Li avevano visti tutti, avevano lasciato tracce ovunque. Gagarin e gli altri si erano scontrati con loro, e dopo la sparatoria quelli avevano tentato di fuggire dalla città passando per Balka: Stepan aveva segnalato la loro presenza in quel quartiere, avevano preso dal suo chiosco sigarette e birre senza pagare, riempiendo di botte Nixon che però era riuscito a ferirne uno con la sua spranga di ferro (una bella sorpresa per degli aggressori di disabili). Ma un gruppo di armeni li attendeva all’entrata di Caucaso. Loro avevano provato a passare con il fuoristrada attraverso un orto, investendo un armeno, poi erano finiti in un fiumiciattolo che passava tra Caucaso e Balka.

Tutto questo era successo nel giro di due ore, e ora quei balordi erano in ostaggio degli armeni, che secondo Pancia ci aspettavano.

Pancia diceva che dovevamo andarci insieme, perché a lui serviva che quelli gli confermassero, in presenza di tre testimoni, di essere stati pagati da Pavel': solo così poteva poi portar lo davanti alle autorità anziane, che lo avrebbero giudicato.

– Tenetevi Pavel' finché non siete sicuri che quello che vi ho detto è vero, – ha concluso.

Uno di noi, quindi, doveva cedere il suo posto a Pavel' e andare in macchina con Pancia. Senza lasciare agli altri un momento per decidere, mi sono proposto io.

Siamo finiti su una macchina guidata da un ragazzo del Centro.
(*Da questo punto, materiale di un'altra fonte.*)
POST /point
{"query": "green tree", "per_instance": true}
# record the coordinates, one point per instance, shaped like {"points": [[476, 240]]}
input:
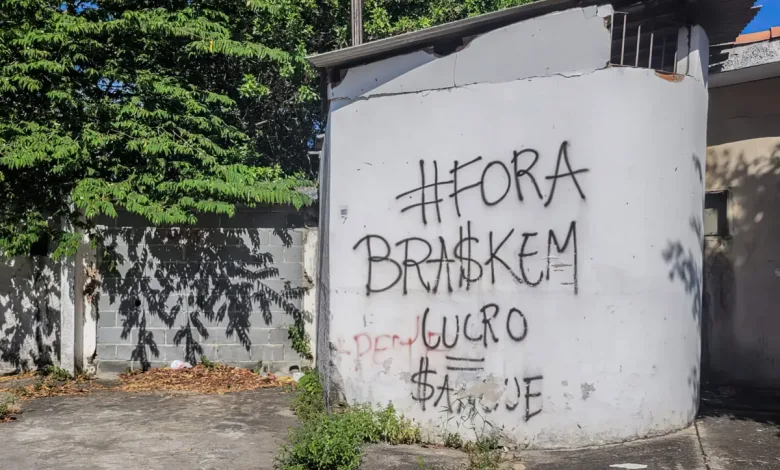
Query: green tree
{"points": [[167, 108], [151, 106]]}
– Ma tu desideri proprio tanto ammazzare quella gente? – mi ha chiesto Pancia quando siamo partiti.

Ci ho pensato un po’ su prima di rispondere:

– Non sono un gran assassino, non provo nessun gusto a uccidere. Desidero solo che sia fatta giustizia.

Pancia non mi ha risposto niente, ha solo assentito con la testa e si è girato verso il finestrino. E rimasto così, immobile e in silenzio, finché non siamo arrivati a Caucaso. Mi sembrava colpito da quello che gli avevo detto, ma non riuscivo a capire se era d’accordo о meno.

Una volta arrivati a Caucaso, siamo andati verso la casa di un vecchio armeno di nome Frunzic. Lo conoscevo, era un buon amico di mio nonno, nel 1953 era stato uno degli organizzatori della rivolta armata dei prigionieri dei Gulag siberiani. Aveva avuto una vita ben triste, ma era riuscito a conservare un carattere allegro: anche un piccolo discorso con lui ti lasciava dentro una carica d’energia.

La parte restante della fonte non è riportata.